Pre-requisites
This tutorial requires that you followed the basic tutorial and added the following components to your ODH deployment using the KfDef shown below:
- spark-operator
- hue
- thrift-server
- ceph-nano
# ODH uses the KfDef manifest format to specify what components will be included in the deployment
apiVersion: kfdef.apps.kubeflow.org/v1
kind: KfDef
metadata:
name: opendatahub
spec:
applications:
- kustomizeConfig:
repoRef:
name: manifests
path: odh-common
name: odh-common
# Create the SecurityContextConstraint to grant the ceph-nano service account anyuid permissions
- kustomizeConfig:
repoRef:
name: manifests
path: ceph/object-storage/scc
name: ceph-nano-scc
# Deploy ceph-nano for minimal object storage running in a pod
- kustomizeConfig:
repoRef:
name: manifests
path: ceph/object-storage/nano
name: ceph-nano
# Deploy Radanalytics Spark Operator
- kustomizeConfig:
repoRef:
name: manifests
path: radanalyticsio/spark/cluster
name: radanalyticsio-spark-cluster
# Deploy Open Data Hub JupyterHub
- kustomizeConfig:
parameters:
- name: s3_endpoint_url
value: s3.odh.com
repoRef:
name: manifests
path: jupyterhub/jupyterhub
name: jupyterhub
# Deploy addtional Open Data Hub Jupyter notebooks
- kustomizeConfig:
overlays:
- additional
repoRef:
name: manifests
path: jupyterhub/notebook-images
name: notebook-images
# Deploy Hue with configuration to access the ceph-nano object store
- kustomizeConfig:
# These parameters are required to allow access to object storage provided by ceph-nano
parameters:
- name: s3_is_secure
value: "false"
- name: s3_endpoint_url
value: "ceph-nano-0"
- name: s3_credentials_secret
value: ceph-nano-credentials
repoRef:
name: manifests
path: hue/hue
name: hue
# Deploy Thriftserver with configuration to access the ceph-nano object store
- kustomizeConfig:
overlays:
- create-spark-cluster
# These parameters are required to allow access to object storage provided by ceph-nano
parameters:
- name: spark_url
value: "spark://spark-cluster-thriftserver"
- name: s3_endpoint_url
value: "http://ceph-nano-0"
- name: s3_credentials_secret
value: ceph-nano-credentials
repoRef:
name: manifests
path: thriftserver/thriftserver
name: thriftserver
repos:
- name: manifests
uri: 'https://github.com/opendatahub-io/odh-manifests/tarball/v1.0.0'
All screenshots and instructions are from OpenShift 4.6.
Exploring Data Catalog
The Data Catalog is a set of components with which you can read data stored in Data Lakes, create tables and query them in a SQL-like style.
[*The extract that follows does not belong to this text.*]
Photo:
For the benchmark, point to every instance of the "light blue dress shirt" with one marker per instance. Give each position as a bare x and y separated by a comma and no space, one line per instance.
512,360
You can find below a picture of the simplified architecture of Data Catalog:
These are the components that are part of Data Catalog:
- Spark SQL Thrift server to enable an endpoint where clients can connect using an ODBC/JDBC connection
- Cloudera Hue as a Data Exploration tool to explore the Data Lake, create tables and query them. You can
also create dashboards using the tables managed by Hive Metastore
Using Data Catalog
- Find the route to Hue. Within your Open Data Hub Project click on Networking -> Routes
-
For the route named hue, click on the location to bring up Hue (typically
http://hue-project.apps.your-cluster.your-domain.com
). -
It will open the first-time login page where you can create the superuser for Hue.
- As the first login, Hue will show a tutorial about the interface. You can skip the tutorial by closing the window.
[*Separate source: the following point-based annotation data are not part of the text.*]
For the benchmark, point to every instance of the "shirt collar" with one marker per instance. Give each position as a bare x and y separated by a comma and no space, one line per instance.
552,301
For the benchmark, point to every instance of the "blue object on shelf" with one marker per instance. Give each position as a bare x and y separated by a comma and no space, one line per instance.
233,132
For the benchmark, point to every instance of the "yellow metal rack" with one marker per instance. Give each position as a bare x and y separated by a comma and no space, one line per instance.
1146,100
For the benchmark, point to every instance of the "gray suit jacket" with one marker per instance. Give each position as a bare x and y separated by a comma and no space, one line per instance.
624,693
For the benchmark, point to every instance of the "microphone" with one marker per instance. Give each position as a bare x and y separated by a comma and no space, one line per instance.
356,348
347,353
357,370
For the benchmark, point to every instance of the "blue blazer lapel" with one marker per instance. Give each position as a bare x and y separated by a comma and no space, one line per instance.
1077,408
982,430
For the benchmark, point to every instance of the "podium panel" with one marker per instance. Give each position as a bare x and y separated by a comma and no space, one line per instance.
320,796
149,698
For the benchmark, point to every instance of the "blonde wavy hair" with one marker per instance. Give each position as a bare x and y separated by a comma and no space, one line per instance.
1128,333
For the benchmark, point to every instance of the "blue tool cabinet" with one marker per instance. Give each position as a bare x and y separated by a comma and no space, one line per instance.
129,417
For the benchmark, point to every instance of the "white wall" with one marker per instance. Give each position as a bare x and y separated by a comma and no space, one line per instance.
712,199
- The Hue editor will appear in a blank textarea.
Now we can create a table from a file inside the Data Lake.
Creating and querying tables
- Let's create first a database with the following command (You can run the query by either clicking on the play button in the left or type Ctrl+Enter):
CREATE DATABASE opendatahub;
- In the explorer, click on the refresh button. The new database will appear:
- Now let's select the database with the command:
USE opendatahub;
- We will create a table from the
sample_data.csv
file used in theBasic Tutorial
section:
CREATE EXTERNAL TABLE opendatahub.sample(
timestamp TIMESTAMP,
name STRING,
field STRING,
primary_audience STRING,
key_people STRING,
outcome STRING,
full_notes STRING,
email STRING,
sample_date DATE,
notes STRING,
lowlights STRING,
learnings STRING,
trip_region STRING,
number_of_days INT,
estimated_cost FLOAT,
product_mix STRING
)
ROW FORMAT SERDE 'org.apache.hadoop.hive.serde2.OpenCSVSerde'
WITH SERDEPROPERTIES (
"separatorChar" = ",",
"quoteChar" = "\"",
"escapeChar" = "\\"
)
TBLPROPERTIES("skip.header.line.count"="1")
LOCATION 's3a://<bucket-name>/<csv-file-rootdir>'
NOTE: The LOCATION
statement needs a path to the directory where the file is stored, not the file path.
- You will see the result of table creation.
- We can now query the data.
select * from opendatahub.sample limit 10;
- Check the query results in Hue.